3) In a flat market, any currency pair can form multiple false signals or none at all. In any case, it's better to stop trading at the first signs of a flat market.

4) Trades should be opened between the start of the European session and midway through the U.S. session. After this period, all trades must be closed manually.

5) In the hourly time frame, trades based on MACD signals are only advisable amidst good volatility and a trend confirmed by a trendline or trend channel.

6) If two levels are too close to each other (5 to 20 pips), they should be considered a support or resistance area.

7) After moving 15 pips in the intended direction, the Stop Loss should be set to break even.

What's on the Charts:

Support and Resistance price levels: targets for opening long or short positions. You can place Take Profit levels around them.

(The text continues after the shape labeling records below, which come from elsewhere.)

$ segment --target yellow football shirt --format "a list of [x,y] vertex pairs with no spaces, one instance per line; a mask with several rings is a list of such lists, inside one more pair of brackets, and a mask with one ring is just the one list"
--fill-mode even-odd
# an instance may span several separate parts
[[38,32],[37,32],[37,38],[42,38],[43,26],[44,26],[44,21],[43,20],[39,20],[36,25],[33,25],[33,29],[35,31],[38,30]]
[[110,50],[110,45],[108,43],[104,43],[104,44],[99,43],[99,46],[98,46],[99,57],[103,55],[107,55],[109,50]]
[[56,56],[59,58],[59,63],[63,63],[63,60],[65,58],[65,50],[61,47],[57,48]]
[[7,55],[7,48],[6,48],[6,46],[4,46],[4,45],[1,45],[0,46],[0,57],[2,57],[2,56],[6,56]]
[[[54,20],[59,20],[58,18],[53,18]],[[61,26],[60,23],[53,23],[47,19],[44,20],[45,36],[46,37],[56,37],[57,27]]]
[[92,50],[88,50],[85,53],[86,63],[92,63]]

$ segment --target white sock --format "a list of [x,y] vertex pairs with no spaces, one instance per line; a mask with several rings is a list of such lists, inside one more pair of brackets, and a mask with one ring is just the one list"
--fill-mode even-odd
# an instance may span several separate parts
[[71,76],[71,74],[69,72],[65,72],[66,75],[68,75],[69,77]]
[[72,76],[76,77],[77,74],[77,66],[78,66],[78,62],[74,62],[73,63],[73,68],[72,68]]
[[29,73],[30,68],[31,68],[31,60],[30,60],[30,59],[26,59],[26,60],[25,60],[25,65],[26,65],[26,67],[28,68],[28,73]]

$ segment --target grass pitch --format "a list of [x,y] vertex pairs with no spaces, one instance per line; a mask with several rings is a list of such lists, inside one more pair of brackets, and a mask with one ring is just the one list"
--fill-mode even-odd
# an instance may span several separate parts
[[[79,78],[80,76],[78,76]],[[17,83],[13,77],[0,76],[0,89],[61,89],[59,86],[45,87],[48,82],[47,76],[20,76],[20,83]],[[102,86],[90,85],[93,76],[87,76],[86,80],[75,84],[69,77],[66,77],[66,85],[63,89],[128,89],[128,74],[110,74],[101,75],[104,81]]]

Red lines: channels or trend lines that depict the current trend and indicate the preferred trading direction.

The MACD indicator (14,22,3): encompassing both the histogram and signal line, acts as an auxiliary tool and can also be used as a source of signals.

Important speeches and reports (always noted in the news calendar) can profoundly influence the movement of a currency pair. Hence, trading during their release calls for heightened caution. It may be reasonable to exit the market to avoid sharp price reversals against the prevailing movement.

For beginners, it's important to remember that not every trade will yield profit. Developing a clear strategy and effective money management is key to success in trading over the long term.